Embrace uncertainty, shun dogma -- be a possibilian!

Dichotomies are limiting. Also, unrealistic. Theist/atheist. Believer/skeptic. Conservative/liberal. Follower/leader. Human/animal. Matter/energy.

The world comes in a lot more flavors than just vanilla and chocolate. There's all sorts of shades of gray between black and white. Reality doesn't completely conform to how we Homo sapiens' conceptualize it.

This is one reason I like David Eagleman's "possibilian" philosophy so much. (I've blogged about it before here and here.)

Eagleman is a scientist. He recognizes that the scientific method is more than passively open-minded; science also actively seeks out new possibilities, creatively wondering "what if... ."

Yet this doesn't mean giving credence to every crazy notion that comes along. Possibilities are hypotheses. If a possibility can't be confirmed by solid evidence, it remains what it is.

I just watched a twenty-two minute You Tube video of Eagleman giving an entertaining talk at a TEDx, meaningTED-like, conference. (Thanks, Dogribb, for sharing this link in a blog comment.)

The guy is lively, sharp, humorous, and youthful-appearing. He's one of those doctors that I encounter more and more frequently now that I'm over sixty: looking like they're not out of high school yet.

I was inspired by David Eagleman's presentation.

His basic attitude toward life, reality, and the cosmos is pretty much the same as mine. Explore possibilities, but know the difference between what's only a product of human imagination and what's truly "out there."

Out there n! eeded to put between quotation marks because everything we know and experience is in here -- within our brains. Eagleman, a neuroscientist, says that consciousness is one of the many mysteries which science hasn't yet been able to unravel.

And may never do so. Uncertainty almost certainly always will be part of the human condition.

We may never understand how our universe came to be or how our brains are able to experience it. As Eagleman says in the video, the human brain is the most complex entity we know about.

Maybe, he observes, one day we could put together a model of the brain akin to assembling a trillion piece Lego set. Yet at what point could we conclude that what we've constructed knows what it is like to taste some mint-flavored hummus?

(Not the example he gave, but I just tried some that my wife experimented with making. We both agreed that the experiment never should be repeated, as minty hummus turned out to elicit an ugh from us.)

This world is amazing.

Every day we should look upon life with wide-open possibility-seeking eyes, embracing both what we know and what we don't -- the latter being a much vaster portion of the cosmic ocean that we're floating in.

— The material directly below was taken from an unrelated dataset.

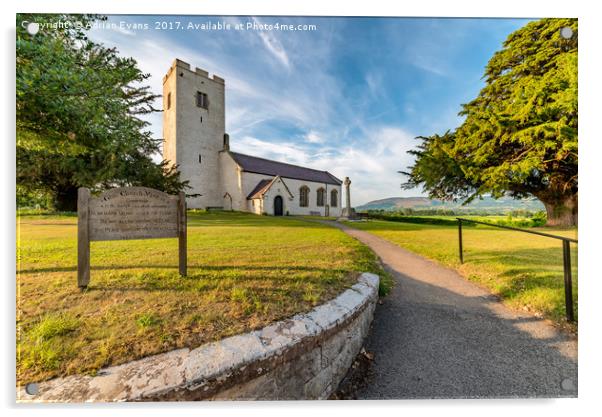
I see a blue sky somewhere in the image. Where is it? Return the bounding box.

I liked how Eagleman ends his video:

Try to lead a life that's free from dogma, full of awe and wonder, and to celebrate possibility, and to praise uncertainty.

Religion, he says, can't be embraced because there's no evidence of a supernatural being or the many other sorts of divinities hypothesized by the world's religions. Yet a rigid form of atheism also isn't defensible, because we simply don't know what lies beyond the horizon of current scientific knowledge.

So that leaves us with possibilities, a great place to be. You can explore Eagleman's notion of possibility space via various links on his web site.